The card, an 1865 photo of the Brooklyn Atlantics, is so rare it is one of only two known in existence. The other? It's in the Library of Congress.
The card was discovered by an antiques picker in Baileyville, a town of about 1,700 people in rural Washington County, the Portland Press Herald said.
"Any auctioneer in the country would want this card,” said Floyd Hartford, of Saco River Auctions in Biddeford, Maine, who will put up the piece of baseball history.
Saco River Auctions set a record in August for the sale of a 1888 Michael "King" Kelly card for $72,100, but auction house manager Troy Thibodeau said the Atlantics card should eclipse even that impressive sum.
"If the other one was a home run, this is a grand slam," Thibodeau said. "It will make huge waves in the industry."

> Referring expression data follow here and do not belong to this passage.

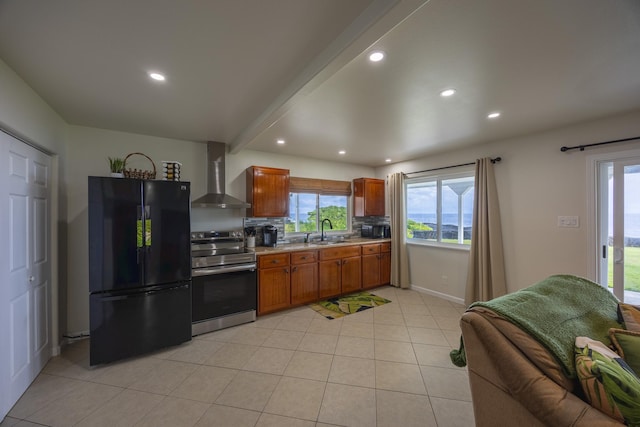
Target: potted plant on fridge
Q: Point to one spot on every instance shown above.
(116, 165)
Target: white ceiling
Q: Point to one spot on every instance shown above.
(249, 72)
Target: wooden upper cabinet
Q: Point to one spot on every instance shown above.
(368, 197)
(267, 191)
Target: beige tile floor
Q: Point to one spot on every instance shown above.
(387, 366)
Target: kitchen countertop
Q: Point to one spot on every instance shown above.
(294, 247)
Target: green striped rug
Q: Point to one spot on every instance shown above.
(334, 308)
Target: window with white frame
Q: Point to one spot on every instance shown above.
(440, 208)
(312, 200)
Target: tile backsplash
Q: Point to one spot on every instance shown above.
(259, 223)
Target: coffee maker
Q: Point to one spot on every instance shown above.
(270, 235)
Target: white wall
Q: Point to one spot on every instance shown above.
(536, 183)
(25, 115)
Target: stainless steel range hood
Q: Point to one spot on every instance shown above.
(216, 197)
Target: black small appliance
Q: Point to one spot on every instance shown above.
(270, 236)
(376, 231)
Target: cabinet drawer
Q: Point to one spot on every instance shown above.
(371, 249)
(304, 257)
(341, 252)
(275, 260)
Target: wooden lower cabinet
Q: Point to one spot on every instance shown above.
(304, 277)
(376, 264)
(329, 278)
(300, 277)
(371, 265)
(340, 271)
(274, 289)
(351, 274)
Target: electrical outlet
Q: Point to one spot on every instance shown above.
(568, 221)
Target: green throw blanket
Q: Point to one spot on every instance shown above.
(555, 311)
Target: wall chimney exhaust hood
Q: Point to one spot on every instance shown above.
(216, 197)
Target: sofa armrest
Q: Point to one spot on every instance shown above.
(507, 388)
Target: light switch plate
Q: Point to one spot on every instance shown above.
(568, 221)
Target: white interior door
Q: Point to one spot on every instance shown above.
(25, 301)
(619, 227)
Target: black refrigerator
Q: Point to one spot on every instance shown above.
(139, 266)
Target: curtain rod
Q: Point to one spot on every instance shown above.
(582, 147)
(497, 159)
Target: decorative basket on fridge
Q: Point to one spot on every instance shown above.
(139, 173)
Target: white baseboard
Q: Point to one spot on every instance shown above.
(71, 338)
(451, 298)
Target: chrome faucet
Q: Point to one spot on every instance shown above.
(322, 236)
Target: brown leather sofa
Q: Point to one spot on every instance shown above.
(515, 381)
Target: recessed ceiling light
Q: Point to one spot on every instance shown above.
(376, 56)
(157, 77)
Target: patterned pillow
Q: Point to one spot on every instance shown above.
(627, 344)
(630, 316)
(608, 382)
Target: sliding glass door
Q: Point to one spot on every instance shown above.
(619, 227)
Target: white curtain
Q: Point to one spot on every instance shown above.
(399, 258)
(486, 277)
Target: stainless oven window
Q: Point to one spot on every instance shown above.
(219, 295)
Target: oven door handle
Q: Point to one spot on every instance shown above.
(223, 269)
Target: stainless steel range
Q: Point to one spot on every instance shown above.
(224, 281)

Baseball trade cards began to appear in the late 1860s featuring individual players as both baseball and photography became more popular. The earliest trade cards are believed to have been distributed by Peck and Snyder, a sporting goods store in New York, as an advertising vehicle.
According to the Press Herald, the picker who discovered the card was looking for furniture at a yard sale, but instead found the photo album containing the baseball card in a woodshed.

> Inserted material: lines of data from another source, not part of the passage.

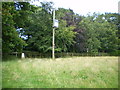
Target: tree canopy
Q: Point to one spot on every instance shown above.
(29, 27)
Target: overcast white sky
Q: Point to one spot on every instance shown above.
(83, 7)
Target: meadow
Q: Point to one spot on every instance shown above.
(72, 72)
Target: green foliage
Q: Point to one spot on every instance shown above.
(93, 33)
(10, 38)
(101, 35)
(39, 31)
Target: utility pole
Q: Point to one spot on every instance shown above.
(53, 41)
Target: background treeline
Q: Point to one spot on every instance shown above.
(26, 27)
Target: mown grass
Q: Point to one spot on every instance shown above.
(75, 72)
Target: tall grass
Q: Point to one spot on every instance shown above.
(75, 72)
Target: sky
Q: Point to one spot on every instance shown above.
(83, 7)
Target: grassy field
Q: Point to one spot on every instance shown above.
(75, 72)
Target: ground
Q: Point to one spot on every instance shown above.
(74, 72)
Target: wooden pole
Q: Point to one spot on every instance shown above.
(53, 41)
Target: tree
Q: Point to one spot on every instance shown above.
(101, 34)
(10, 39)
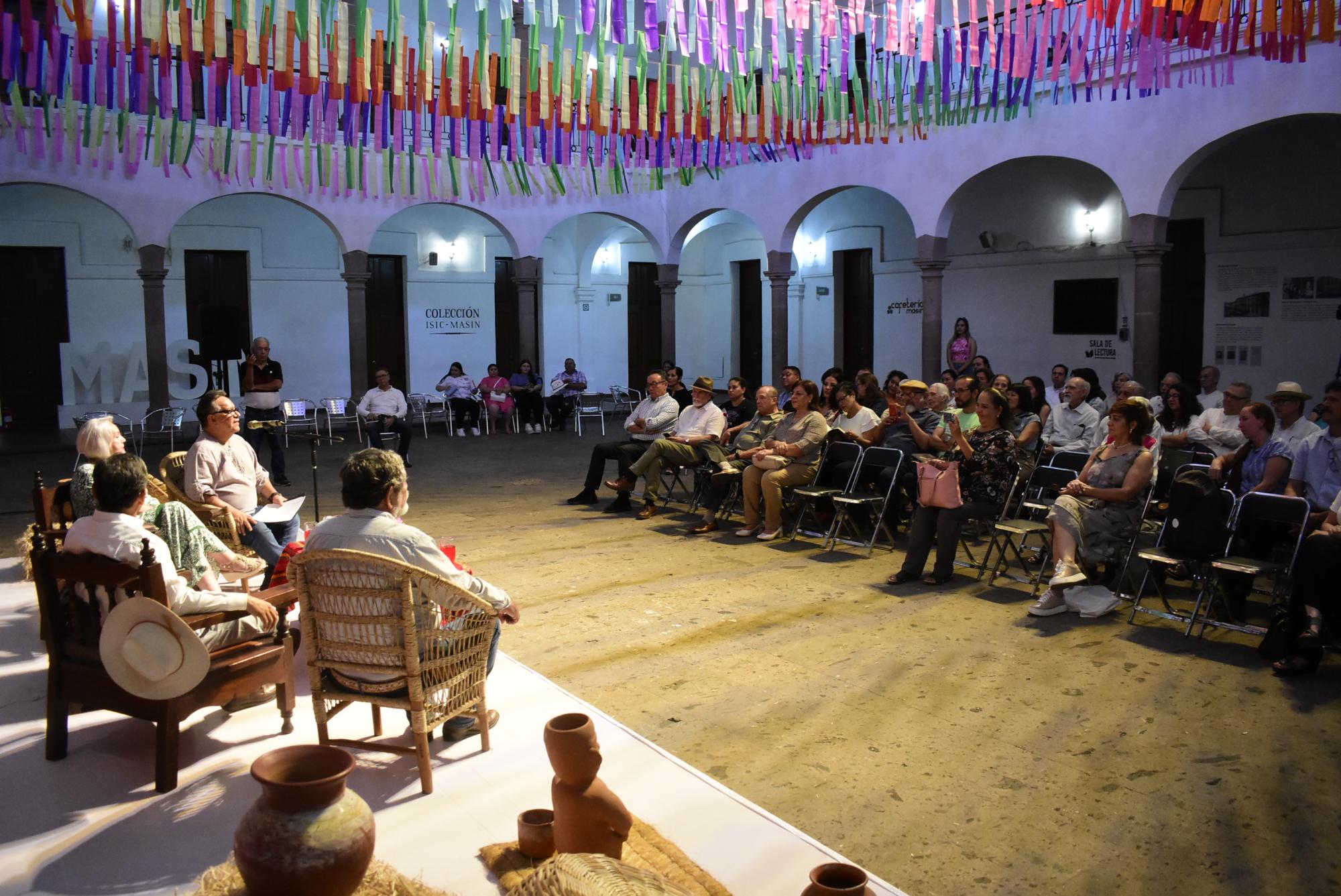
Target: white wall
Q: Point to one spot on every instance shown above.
(450, 306)
(104, 361)
(1280, 223)
(298, 300)
(1032, 208)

A Boston-based photo conservator Paul Messier authenticated the card Monday in a process that took $700 and nearly 6 hours.
The card is a "carte de viste" a small photograph usually made of albumen print, mounted on thicker paper. It shows the ten players of the Atlantics, a team that was dominant in early baseball and won championships in 1861, 1864 and 1865.
The Brooklyn Atlantics card will go up for sale on Feb. 6 at 5 p.m. in Biddeford, Maine.